C’est une histoire de rebonds. Début 2013, Timea Bacsinszky, qui a tapé dans ses premières balles à l’âge de trois ans, avait décidé de poser ses raquettes. L’année 2012 s’était avérée morose. La précédente s’était soldée par des blessures, dont un pied cassé hors tennis. Enfant, elle avait rêvé de devenir serveuse, puisqu’il est dans la nature de cette jeune femme de «faire plaisir aux autres», comme elle dit, même si cela peut sembler paradoxal dans un sport de compétition. Cette année-là, Timea avait donc décidé de suivre un stage dans l’hôtellerie, pour voir autre chose, elle qui avait quitté le gymnase prématurément pour se consacrer au tennis.

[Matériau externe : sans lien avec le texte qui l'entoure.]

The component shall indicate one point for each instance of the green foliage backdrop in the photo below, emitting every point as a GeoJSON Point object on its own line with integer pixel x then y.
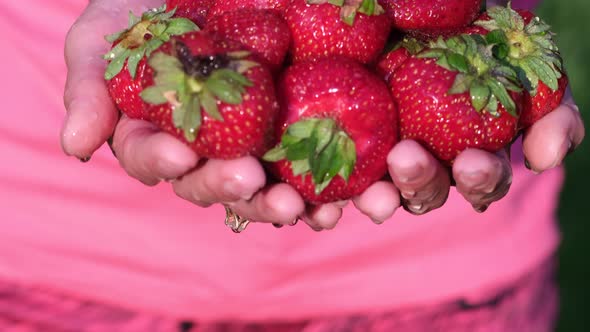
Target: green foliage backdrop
{"type": "Point", "coordinates": [571, 20]}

Mais fin mai 2013, alors qu’elle s’éloignait peut-être à jamais des courts, la compétition est revenue s’imposer à la jeune Vaudoise sous la forme d’un coup de fil, ainsi que le raconte son coach de toujours, Alexandre Ahr. «Le tournoi de Roland-Garros l’a appelée pour lui proposer de rejoindre les qualifications. Elle pointait alors 220e au classement WTA et elle est partie seule en voiture pour participer à cette sélection. Timea (ndlr: qui perdra au premier tour) s’est alors redonné des moyens pour jouer son tennis.» A ce moment, une des décisions clefs de la joueuse consiste à choisir un nouvel entraîneur. Ce sera Dimitri Zavialoff, l’homme qui a entraîné Stan Wawrinka depuis ses débuts. «C’est quelqu’un qui possède beaucoup de sagesse, dit Timea Bacsinszky. Il est à l’écoute, y compris pour des choses qui n’ont pas directement trait au tennis; et je suis persuadée qu’avec lui, je deviens non seulement une meilleure joueuse, mais aussi une meilleure personne.»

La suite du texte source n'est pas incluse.